¹ INAF, Osservatorio Astrofisico di Arcetri, Largo E. Fermi 5, 50125 Firenze, Italy
e-mail: mbeltran@arcetri.astro.it
² Harvard-Smithsonian Center for Astrophysics, 60 Garden Street, Cambridge MA 02138, USA
³ Centro de Radioastronomía y Astrofísica, Universidad Nacional Autónoma de México, Morelia 58090, Mexico
⁴ Academia Sinica Institute of Astronomy and Astrophysics, Taipei 106, Taiwan
⁵ Max Planck Institute for Astronomy, Königstuhl 17, 69117 Heidelberg, Germany
⁶ Department of Physics and Astronomy, University of Victoria, 3800 Finnerty Road, Victoria, BC V8P 5C2, Canada
⁷ IRAM, 300 rue de la Piscine, 38406 Saint Martin d’Hères, France

Received: 6 May 2011
Accepted: 13 June 2011

Abstract

Context. This study is part of a large project to study the physics of accretion and molecular outflows towards a selected sample of high-mass star-forming regions that show evidence of infall and rotation from previous studies.

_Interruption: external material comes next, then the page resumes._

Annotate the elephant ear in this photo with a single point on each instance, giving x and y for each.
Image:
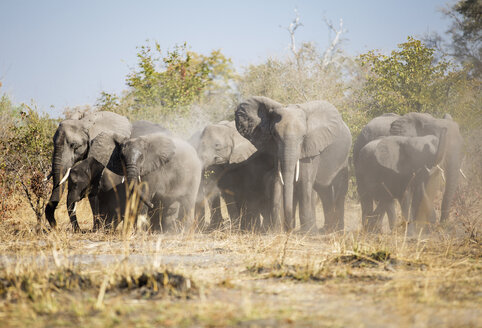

Aims. We wish to make a thorough study at high-angular resolution of the structure and kinematics of the HMCs and corresponding molecular outflows in the high-mass star-forming region G24.78+0.08.

Methods. We carried out SMA and IRAM PdBI observations at 1.3 and 1.4 mm, respectively, of dust and of typical high-density and molecular outflow tracers with resolutions of  < 1″. Complementary IRAM 30-m ¹²CO and ¹³CO observations were carried out to recover the short spacing information of the molecular outflows.

Results. The millimeter continuum emission towards cores G24 A1 and A2 has been resolved into three and two cores, respectively, and named A1, A1b, A1c, A2, and A2b. All these cores are aligned in a southeast-northwest direction coincident with that of the molecular outflows detected in the region, which suggests a preferential direction for star formation in this region. The masses of the cores range from 7 to 22 M_⊙, and the rotational temperatures from 128 to 180 K. The high-density tracers have revealed the existence of two velocity components towards A1. One of them peaks close to the position of the millimeter continuum peak and of the HC Hii region and is associated with the velocity gradient seen in CH₃CN towards this core, while the other one peaks southwest of core A1 and is not associated with any millimeter continuum emission peak. The position-velocity plots along outflow A and the ¹³CO (2–1) averaged blueshifted and redshifted emission indicate that this outflow is driven by core A2. Core A1 apparently does not drive any outflow. The knotty appearance of the highly collimated outflow C and the ¹²CO position-velocity plot suggest an episodic outflow, where the knots are made of swept-up ambient gas.